As the flames shot skyward, Quantrill rose in his stirrups, turned to his men, and shouted: “Kill! Kill! Lawrence must be thoroughly cleansed, and the only way to cleanse it is to kill! Kill!”
With a wild yell the raiders spread out through the town. Some, screaming “Whiskey! Whiskey!” broke into the saloons. Others ransacked the stores and shops. At the Johnson House, bushwhackers lined up all the male residents in an alley and mowed them down with revolvers. Farther up the street they shot and wounded two men, then threw them screaming into the flames of a burning building. And everywhere they plundered and burned private houses, after first slaying every male occupant they discovered. They did not, however, kill or rape any women.
The panic-stricken men of Lawrence endeavored frantically to escape. Many fled to cornfields and woods, or concealed themselves along the riverbank. Others, whose dwellings were surrounded before they could get away, hid in cellars, attics, barns, and gardens, or even disguised themselves as women. Still others sought refuge under the board sidewalks.
Women who talked with the bushwhackers subsequently related that they all asserted they had come to Lawrence to avenge wrongs done to their people in Missouri by jayhawkers and Red Legs. They claimed, too, that they were being more merciful than the Kansans, whom they charged not only with robbery, arson, and murder, but also with molesting women.
Most of the raiders obtained fresh horses to replace their own jaded mounts or to bear additional plunder. What they could not use or carry, they burned. They proceeded systematically from building to building, setting fire to each one; the smoke swirled straight up into the sky and “stood like great black columns along the street.” Soon an overhanging shroud darkened the entire town.
During the early part of the massacre Quantrill sat in a hotel lobby eating a hearty breakfast and conversing with former acquaintances—many of whom hastened to claim a friendship which under other circumstances they would have denied. Later he took a buggy and drove triumphantly about the burning town. When, at nine o’clock, his lookouts atop a nearby hill reported seeing the dust of approaching Union troops, he ordered his men to form into columns of four, and almost as suddenly as they had come, they were gone.
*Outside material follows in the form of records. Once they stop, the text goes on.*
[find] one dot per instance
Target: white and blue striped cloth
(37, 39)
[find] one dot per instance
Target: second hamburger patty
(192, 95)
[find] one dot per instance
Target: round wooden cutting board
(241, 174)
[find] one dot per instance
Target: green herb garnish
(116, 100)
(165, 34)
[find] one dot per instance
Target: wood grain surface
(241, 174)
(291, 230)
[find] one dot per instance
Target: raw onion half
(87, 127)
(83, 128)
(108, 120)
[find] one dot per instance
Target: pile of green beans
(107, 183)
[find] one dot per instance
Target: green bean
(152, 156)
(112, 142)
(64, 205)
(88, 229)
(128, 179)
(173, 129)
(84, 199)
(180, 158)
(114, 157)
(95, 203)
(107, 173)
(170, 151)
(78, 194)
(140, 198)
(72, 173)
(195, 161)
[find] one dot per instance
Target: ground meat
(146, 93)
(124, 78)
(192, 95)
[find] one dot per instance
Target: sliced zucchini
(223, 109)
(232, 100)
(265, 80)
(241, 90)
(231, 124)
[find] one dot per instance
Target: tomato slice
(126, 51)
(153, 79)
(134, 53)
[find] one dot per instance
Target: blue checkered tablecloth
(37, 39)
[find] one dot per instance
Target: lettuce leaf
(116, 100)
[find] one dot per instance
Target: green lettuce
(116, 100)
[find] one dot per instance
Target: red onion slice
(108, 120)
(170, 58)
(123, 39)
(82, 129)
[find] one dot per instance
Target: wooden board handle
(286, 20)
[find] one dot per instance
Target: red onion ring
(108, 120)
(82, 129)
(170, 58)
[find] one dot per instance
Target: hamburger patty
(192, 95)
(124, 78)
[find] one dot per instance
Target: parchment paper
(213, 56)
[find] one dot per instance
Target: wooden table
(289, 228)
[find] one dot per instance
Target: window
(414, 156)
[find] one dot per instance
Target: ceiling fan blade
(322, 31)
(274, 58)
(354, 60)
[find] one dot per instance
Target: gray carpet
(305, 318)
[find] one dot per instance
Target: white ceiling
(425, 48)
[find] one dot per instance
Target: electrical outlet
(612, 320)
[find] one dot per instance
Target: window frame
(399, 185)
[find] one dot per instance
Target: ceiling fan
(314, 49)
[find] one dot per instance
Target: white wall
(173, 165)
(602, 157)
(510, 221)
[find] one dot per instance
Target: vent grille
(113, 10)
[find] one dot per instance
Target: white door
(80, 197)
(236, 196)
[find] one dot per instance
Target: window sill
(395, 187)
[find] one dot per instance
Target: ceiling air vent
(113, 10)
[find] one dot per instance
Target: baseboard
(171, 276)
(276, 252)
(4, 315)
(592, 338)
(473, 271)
They left behind almost total devastation. Lawrence’s business center was destroyed; one hundred houses had been burned to the ground and another hundred damaged by fire. The dead lay scattered everywhere, “some so charred that they could not be recognized and could scarcely be taken up.” Bones were visible among the embers, and the “sickening odor of burning flesh was oppressive.” In all, 150 men of Lawrence (and one of Quantrill’s raiders) lost their lives; another thirty were wounded.
Quantrill evaded the feeble Union pursuit without difficulty. By the next morning he was well back into Missouri, where his men, as usual, scattered into the hills. About a dozen of the raiders were caught and killed, but Quantrill and most of the others escaped.